The study was stopped prematurely at the recommendation of the Independent Data Monitoring Committee that was blinded to treatment arm assignment and performed a scheduled review of data which showed signals that were close to the pre-specified stopping limits. The final analyses included 274 randomized patients. The clinical cure rate at the end of therapy (EOT) in the microbiological intent-to-treat (MITT) population was numerically lower for patients in the doripenem arm compared to the imipenem-cilastatin arm (45.6% versus 56.8%; 95% CI, -26.3% to 3.8%). Similarly, the clinical cure rate at EOT was numerically lower for patients with Pseudomonas aeruginosa VAP, the most common Gram-negative pathogen, in the doripenem arm compared to the imipenem-cilastatin arm (41.2% versus 60.0%; 95% CI, -57.2 to 19.5). All cause 28-day mortality in the MITT group was numerically greater for patients in the doripenem arm compared to the imipenem-cilastatin arm (21.5% versus 14.8%; 95% CI, -5.0 to 18.5) and for patients with P. aeruginosa VAP (35.3% versus 0.0%; 95% CI, 12.6 to 58.0).

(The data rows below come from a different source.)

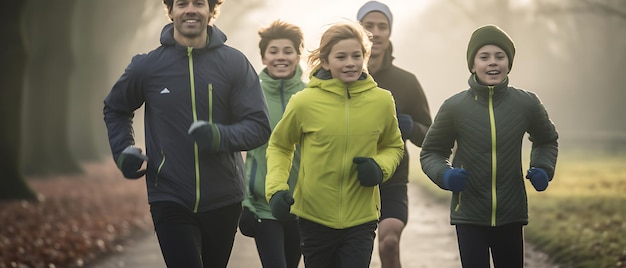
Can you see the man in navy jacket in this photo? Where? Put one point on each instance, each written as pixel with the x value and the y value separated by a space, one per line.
pixel 203 106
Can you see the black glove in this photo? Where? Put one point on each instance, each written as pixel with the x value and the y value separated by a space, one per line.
pixel 539 178
pixel 130 161
pixel 280 204
pixel 368 171
pixel 206 135
pixel 455 179
pixel 247 222
pixel 405 123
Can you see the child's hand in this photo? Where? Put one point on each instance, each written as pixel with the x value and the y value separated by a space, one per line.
pixel 455 179
pixel 539 178
pixel 280 204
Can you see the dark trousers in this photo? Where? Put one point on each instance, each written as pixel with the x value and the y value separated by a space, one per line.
pixel 278 243
pixel 325 247
pixel 505 242
pixel 195 240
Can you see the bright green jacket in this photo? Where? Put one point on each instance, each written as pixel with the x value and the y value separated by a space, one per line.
pixel 334 122
pixel 277 94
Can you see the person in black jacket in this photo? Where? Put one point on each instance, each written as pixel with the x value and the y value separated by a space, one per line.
pixel 203 106
pixel 488 122
pixel 413 119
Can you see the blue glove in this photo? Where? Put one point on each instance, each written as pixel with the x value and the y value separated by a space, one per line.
pixel 405 123
pixel 206 135
pixel 539 178
pixel 130 161
pixel 368 171
pixel 280 204
pixel 455 179
pixel 247 222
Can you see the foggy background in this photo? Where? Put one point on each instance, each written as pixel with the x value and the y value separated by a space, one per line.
pixel 570 52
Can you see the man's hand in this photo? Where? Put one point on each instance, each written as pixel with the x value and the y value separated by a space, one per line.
pixel 130 161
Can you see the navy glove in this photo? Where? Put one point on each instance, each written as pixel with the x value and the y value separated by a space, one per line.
pixel 368 171
pixel 539 178
pixel 206 135
pixel 455 179
pixel 280 204
pixel 405 122
pixel 130 161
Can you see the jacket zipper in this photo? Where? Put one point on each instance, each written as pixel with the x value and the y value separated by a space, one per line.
pixel 345 150
pixel 494 160
pixel 195 118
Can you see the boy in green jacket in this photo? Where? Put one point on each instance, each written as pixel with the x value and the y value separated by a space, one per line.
pixel 487 122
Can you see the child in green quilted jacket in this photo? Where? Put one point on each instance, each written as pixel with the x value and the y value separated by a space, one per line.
pixel 487 123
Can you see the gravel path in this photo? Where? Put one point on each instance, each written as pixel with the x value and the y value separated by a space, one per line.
pixel 429 241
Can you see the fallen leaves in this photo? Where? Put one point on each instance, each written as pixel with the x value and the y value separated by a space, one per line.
pixel 79 218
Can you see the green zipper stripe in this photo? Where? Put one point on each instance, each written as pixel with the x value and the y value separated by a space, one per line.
pixel 156 181
pixel 494 162
pixel 195 118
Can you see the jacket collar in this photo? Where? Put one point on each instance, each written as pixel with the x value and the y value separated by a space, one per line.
pixel 322 79
pixel 273 86
pixel 482 90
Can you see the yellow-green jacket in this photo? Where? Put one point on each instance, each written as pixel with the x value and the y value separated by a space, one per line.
pixel 334 122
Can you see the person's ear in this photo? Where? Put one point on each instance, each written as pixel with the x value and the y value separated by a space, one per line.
pixel 325 64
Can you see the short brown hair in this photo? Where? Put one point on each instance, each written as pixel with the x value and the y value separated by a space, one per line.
pixel 281 30
pixel 214 7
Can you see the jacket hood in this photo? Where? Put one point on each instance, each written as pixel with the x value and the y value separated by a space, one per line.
pixel 322 79
pixel 215 36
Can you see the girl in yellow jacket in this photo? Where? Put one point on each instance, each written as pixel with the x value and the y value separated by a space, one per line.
pixel 349 139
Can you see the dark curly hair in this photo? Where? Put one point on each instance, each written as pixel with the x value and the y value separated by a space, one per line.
pixel 214 7
pixel 281 30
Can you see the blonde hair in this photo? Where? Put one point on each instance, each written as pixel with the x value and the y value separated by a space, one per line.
pixel 339 32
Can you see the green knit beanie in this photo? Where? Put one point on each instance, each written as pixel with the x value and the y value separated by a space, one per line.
pixel 489 35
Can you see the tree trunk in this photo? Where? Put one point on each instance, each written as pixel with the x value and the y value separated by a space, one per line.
pixel 50 64
pixel 13 183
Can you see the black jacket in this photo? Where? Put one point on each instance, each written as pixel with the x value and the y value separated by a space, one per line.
pixel 410 99
pixel 488 124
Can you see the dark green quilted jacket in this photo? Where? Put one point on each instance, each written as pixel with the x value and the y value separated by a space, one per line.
pixel 487 125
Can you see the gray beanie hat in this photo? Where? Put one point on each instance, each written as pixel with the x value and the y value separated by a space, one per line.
pixel 374 6
pixel 490 35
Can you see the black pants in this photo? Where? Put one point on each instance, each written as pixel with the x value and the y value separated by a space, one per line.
pixel 195 240
pixel 325 247
pixel 278 243
pixel 505 242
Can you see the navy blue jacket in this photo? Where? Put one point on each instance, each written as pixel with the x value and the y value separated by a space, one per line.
pixel 179 85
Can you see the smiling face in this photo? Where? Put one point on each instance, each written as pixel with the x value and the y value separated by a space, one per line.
pixel 281 58
pixel 190 18
pixel 377 24
pixel 345 60
pixel 491 65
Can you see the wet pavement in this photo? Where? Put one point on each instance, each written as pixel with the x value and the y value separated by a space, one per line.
pixel 429 241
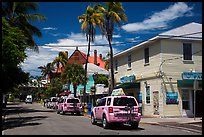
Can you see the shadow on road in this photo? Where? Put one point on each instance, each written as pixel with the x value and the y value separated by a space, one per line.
pixel 21 121
pixel 120 127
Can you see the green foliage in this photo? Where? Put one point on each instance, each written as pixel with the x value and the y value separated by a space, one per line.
pixel 73 73
pixel 102 79
pixel 54 88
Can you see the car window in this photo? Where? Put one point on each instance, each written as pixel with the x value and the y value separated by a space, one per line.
pixel 108 101
pixel 102 102
pixel 124 102
pixel 72 101
pixel 54 100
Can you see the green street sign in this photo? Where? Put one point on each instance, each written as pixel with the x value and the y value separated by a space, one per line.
pixel 192 75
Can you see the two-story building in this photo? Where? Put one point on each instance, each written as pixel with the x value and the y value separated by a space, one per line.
pixel 158 72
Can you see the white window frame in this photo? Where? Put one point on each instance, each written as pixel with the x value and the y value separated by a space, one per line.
pixel 146 63
pixel 146 95
pixel 191 52
pixel 129 62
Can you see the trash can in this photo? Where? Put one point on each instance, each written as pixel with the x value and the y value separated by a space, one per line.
pixel 85 107
pixel 89 107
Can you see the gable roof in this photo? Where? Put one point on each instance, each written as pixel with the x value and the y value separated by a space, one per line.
pixel 190 31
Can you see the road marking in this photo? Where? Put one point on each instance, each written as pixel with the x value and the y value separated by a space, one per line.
pixel 183 128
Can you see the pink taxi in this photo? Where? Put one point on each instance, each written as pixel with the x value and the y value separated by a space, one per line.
pixel 72 105
pixel 116 109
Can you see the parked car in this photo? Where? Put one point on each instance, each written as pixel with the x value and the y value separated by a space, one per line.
pixel 72 105
pixel 52 102
pixel 116 109
pixel 28 99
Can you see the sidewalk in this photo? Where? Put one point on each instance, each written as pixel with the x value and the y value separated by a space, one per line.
pixel 159 120
pixel 180 120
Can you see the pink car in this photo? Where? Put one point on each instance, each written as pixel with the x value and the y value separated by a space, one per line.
pixel 72 105
pixel 116 109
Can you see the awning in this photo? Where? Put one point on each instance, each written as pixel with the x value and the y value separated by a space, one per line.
pixel 128 85
pixel 188 83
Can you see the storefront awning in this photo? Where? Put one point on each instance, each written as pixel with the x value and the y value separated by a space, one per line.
pixel 188 83
pixel 128 85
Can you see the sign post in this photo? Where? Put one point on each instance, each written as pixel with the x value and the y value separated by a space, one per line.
pixel 193 76
pixel 195 88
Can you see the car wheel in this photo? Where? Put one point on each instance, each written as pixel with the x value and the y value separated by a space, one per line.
pixel 58 111
pixel 78 113
pixel 135 125
pixel 105 123
pixel 93 121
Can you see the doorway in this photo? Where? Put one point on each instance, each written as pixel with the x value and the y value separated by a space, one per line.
pixel 156 102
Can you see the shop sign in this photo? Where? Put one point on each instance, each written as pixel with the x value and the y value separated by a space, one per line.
pixel 126 79
pixel 140 97
pixel 192 75
pixel 171 97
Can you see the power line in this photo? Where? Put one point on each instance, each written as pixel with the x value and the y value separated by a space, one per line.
pixel 129 42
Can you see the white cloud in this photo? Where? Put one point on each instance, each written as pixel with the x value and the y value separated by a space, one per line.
pixel 50 28
pixel 160 20
pixel 48 53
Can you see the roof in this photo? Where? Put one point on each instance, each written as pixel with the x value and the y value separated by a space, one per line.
pixel 194 29
pixel 100 62
pixel 190 31
pixel 92 68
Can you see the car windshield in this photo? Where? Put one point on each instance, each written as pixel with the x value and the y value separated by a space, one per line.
pixel 54 100
pixel 124 101
pixel 72 101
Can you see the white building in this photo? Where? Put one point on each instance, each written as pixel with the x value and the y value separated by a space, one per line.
pixel 152 72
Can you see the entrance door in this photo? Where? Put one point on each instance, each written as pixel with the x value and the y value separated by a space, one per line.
pixel 198 103
pixel 156 102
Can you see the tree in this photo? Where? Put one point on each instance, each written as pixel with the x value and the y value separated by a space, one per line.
pixel 101 79
pixel 13 46
pixel 54 88
pixel 90 20
pixel 19 14
pixel 47 70
pixel 114 14
pixel 61 59
pixel 73 73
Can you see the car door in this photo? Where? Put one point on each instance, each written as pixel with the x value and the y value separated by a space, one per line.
pixel 101 108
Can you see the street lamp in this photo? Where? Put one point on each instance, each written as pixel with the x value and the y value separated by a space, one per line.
pixel 95 76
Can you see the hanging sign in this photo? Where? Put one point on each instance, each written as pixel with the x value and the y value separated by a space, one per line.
pixel 192 75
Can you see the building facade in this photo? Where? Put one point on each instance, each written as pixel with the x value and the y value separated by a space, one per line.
pixel 154 70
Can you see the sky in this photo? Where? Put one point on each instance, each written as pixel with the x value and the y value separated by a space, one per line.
pixel 62 30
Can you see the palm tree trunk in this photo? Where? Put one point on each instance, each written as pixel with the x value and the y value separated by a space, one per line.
pixel 111 66
pixel 89 43
pixel 75 88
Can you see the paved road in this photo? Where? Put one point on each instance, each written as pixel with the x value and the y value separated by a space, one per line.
pixel 34 119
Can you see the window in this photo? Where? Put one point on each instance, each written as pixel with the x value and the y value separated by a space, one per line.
pixel 147 94
pixel 108 101
pixel 72 101
pixel 116 65
pixel 185 99
pixel 187 51
pixel 129 61
pixel 124 101
pixel 146 55
pixel 102 102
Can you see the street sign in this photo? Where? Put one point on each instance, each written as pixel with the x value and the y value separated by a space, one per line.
pixel 192 75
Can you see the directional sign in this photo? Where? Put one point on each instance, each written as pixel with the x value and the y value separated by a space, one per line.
pixel 192 75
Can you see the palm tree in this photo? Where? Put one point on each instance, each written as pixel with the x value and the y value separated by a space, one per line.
pixel 46 70
pixel 73 73
pixel 61 59
pixel 114 14
pixel 90 20
pixel 19 14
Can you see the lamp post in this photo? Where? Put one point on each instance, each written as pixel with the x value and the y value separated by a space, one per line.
pixel 95 76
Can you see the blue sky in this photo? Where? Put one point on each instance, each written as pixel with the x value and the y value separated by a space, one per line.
pixel 145 20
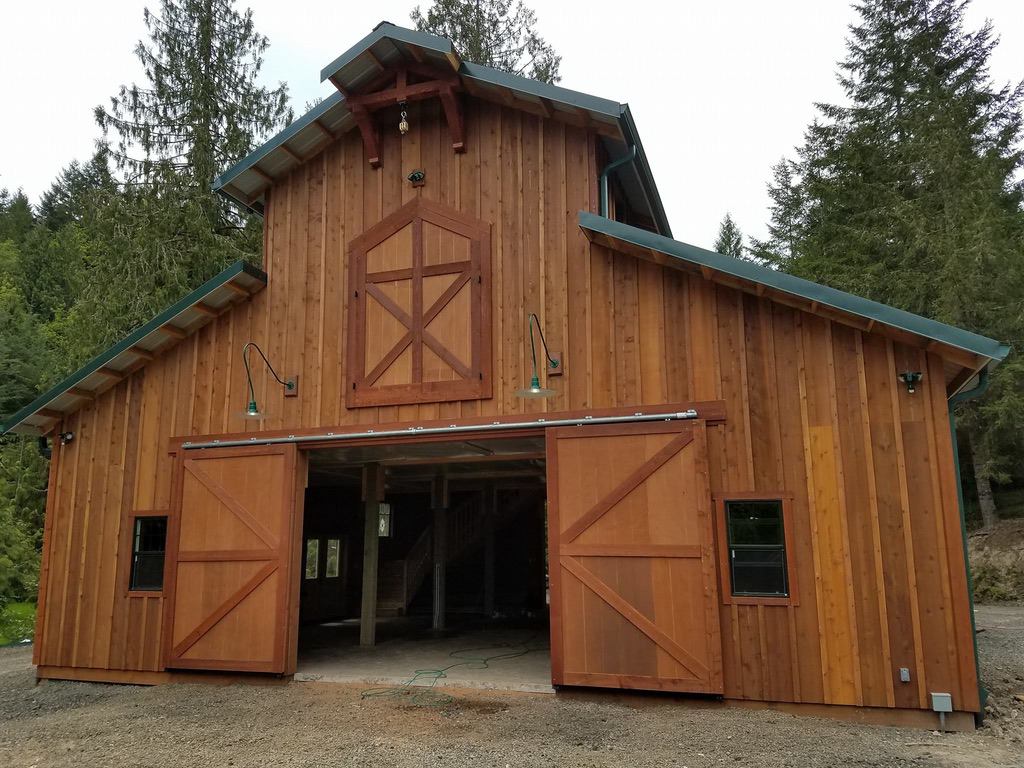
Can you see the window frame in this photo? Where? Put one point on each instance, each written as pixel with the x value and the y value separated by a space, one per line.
pixel 327 557
pixel 305 558
pixel 131 590
pixel 722 535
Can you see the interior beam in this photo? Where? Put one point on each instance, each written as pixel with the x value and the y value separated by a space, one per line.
pixel 373 495
pixel 439 504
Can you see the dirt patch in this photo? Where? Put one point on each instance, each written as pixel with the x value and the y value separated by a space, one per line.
pixel 1000 640
pixel 79 724
pixel 997 562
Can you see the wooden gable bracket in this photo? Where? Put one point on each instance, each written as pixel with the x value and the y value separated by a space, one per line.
pixel 444 87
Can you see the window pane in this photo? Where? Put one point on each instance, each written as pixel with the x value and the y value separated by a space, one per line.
pixel 312 557
pixel 759 571
pixel 148 543
pixel 333 554
pixel 757 523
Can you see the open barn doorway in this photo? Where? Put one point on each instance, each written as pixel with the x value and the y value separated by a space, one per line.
pixel 428 555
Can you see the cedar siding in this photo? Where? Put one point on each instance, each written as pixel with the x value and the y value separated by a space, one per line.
pixel 814 412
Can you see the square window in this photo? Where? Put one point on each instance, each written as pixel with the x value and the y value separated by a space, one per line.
pixel 333 564
pixel 757 548
pixel 312 558
pixel 148 545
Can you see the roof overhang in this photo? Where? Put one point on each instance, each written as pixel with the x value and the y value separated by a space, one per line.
pixel 236 284
pixel 389 45
pixel 969 351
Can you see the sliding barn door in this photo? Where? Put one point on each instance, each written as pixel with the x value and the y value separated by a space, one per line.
pixel 232 547
pixel 634 600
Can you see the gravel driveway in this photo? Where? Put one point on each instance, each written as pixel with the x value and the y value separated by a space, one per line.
pixel 81 724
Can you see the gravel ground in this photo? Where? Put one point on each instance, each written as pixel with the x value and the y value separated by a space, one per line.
pixel 81 724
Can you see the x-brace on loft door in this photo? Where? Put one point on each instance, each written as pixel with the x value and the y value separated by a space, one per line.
pixel 634 600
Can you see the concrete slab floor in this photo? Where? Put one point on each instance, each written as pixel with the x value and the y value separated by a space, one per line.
pixel 480 654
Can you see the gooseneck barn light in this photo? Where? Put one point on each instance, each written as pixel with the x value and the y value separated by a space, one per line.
pixel 403 123
pixel 535 389
pixel 252 410
pixel 910 379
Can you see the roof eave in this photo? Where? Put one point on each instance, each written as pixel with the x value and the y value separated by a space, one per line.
pixel 991 350
pixel 126 350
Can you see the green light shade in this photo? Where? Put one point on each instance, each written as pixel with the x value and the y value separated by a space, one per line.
pixel 535 389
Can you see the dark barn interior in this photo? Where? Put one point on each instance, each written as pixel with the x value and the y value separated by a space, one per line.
pixel 460 560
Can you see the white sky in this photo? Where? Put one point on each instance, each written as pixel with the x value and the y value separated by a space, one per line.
pixel 720 89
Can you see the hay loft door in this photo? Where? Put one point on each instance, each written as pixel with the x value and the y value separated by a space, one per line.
pixel 232 546
pixel 634 600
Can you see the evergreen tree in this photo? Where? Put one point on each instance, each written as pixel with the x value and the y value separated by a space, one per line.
pixel 786 217
pixel 497 33
pixel 730 240
pixel 65 201
pixel 201 110
pixel 908 194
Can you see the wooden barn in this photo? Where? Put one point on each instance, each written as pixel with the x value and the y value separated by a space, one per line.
pixel 475 380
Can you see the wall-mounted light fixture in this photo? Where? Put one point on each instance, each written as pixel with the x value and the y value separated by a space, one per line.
pixel 910 379
pixel 291 385
pixel 403 123
pixel 552 365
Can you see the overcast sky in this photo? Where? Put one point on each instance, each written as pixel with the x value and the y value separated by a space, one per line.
pixel 720 89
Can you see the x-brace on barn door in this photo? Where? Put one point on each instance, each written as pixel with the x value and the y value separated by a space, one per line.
pixel 232 548
pixel 634 600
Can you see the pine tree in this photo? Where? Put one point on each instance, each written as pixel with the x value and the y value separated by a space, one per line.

Among patients with microbiologically confirmed late-onset VAP, a fixed 7-day course of doripenem was found to have non-significant higher rates of clinical failure and mortality compared to a fixed 10-day course of imipenem-cilastatin. Consideration should be given to treating patients with VAP for more than seven days to optimize clinical outcome.